I remember where I was when I watched Gotta Light?, the eighth episode of the third season of Twin Peaks in 2017: alone in my house, all of the lights off, with studio-level headphones plugged into the TV. I have never been more prepared to give everything to an episode of TV. It gave me something back, the likes of which I’ve never felt, before or after.
I watched Dune with some friends before the new Denis Villeneuve version was released in 2021. I might have fallen asleep. It was remarkable regardless.
I saw Mulholland Drive at my favorite theater in Portland with a friend from LA, an important link to my growth as an art consumer and as an adult. The film was deafening. I don’t just mean that hyperbolically: when the first reel started rolling, the roaring engine careening around the curves of the titular road were unbearable, viewers whipping their heads left-and-right, desperately searching for someone who could help them, our ears and bodies pounding and pounded by sound waves. They quickly turned the volume down, but the pounding and rattling of bodies did not stop.

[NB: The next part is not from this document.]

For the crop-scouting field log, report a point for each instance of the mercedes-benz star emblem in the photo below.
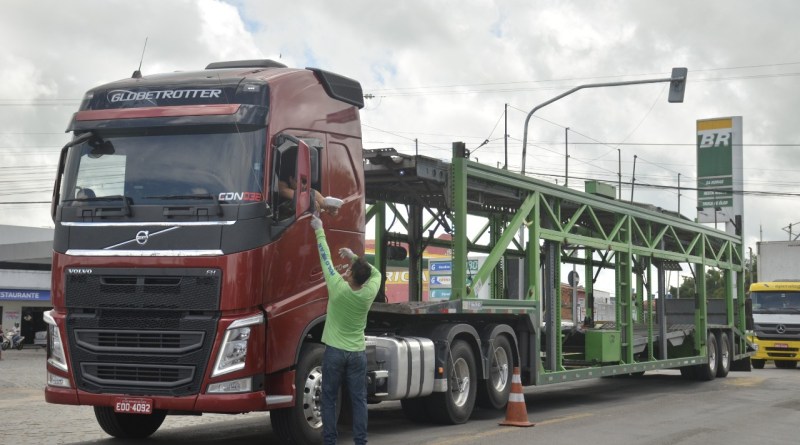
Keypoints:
(142, 236)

I saw Blue Velvet at the same theater at midnight a few months later, a screening for volunteers that had to wait for all of the normal showings to conclude. I battled against sleep as Lynch showed me something shapeless, nameless, unbelievable. It was impossible to tell what was him, and what was my hallucinatory fatigue. He’d probably love to hear that.
As I spend my days combing through older movies, falling in love with new styles and creators, I find countless connections and influences across the one-hundred years of the art-form. Just yesterday I watched a movie from 1957 that was more prescient and affecting and entertaining than any movie I’ve seen made in the last five years. There is so much echoing off the halls of filmmaking and Hollywood.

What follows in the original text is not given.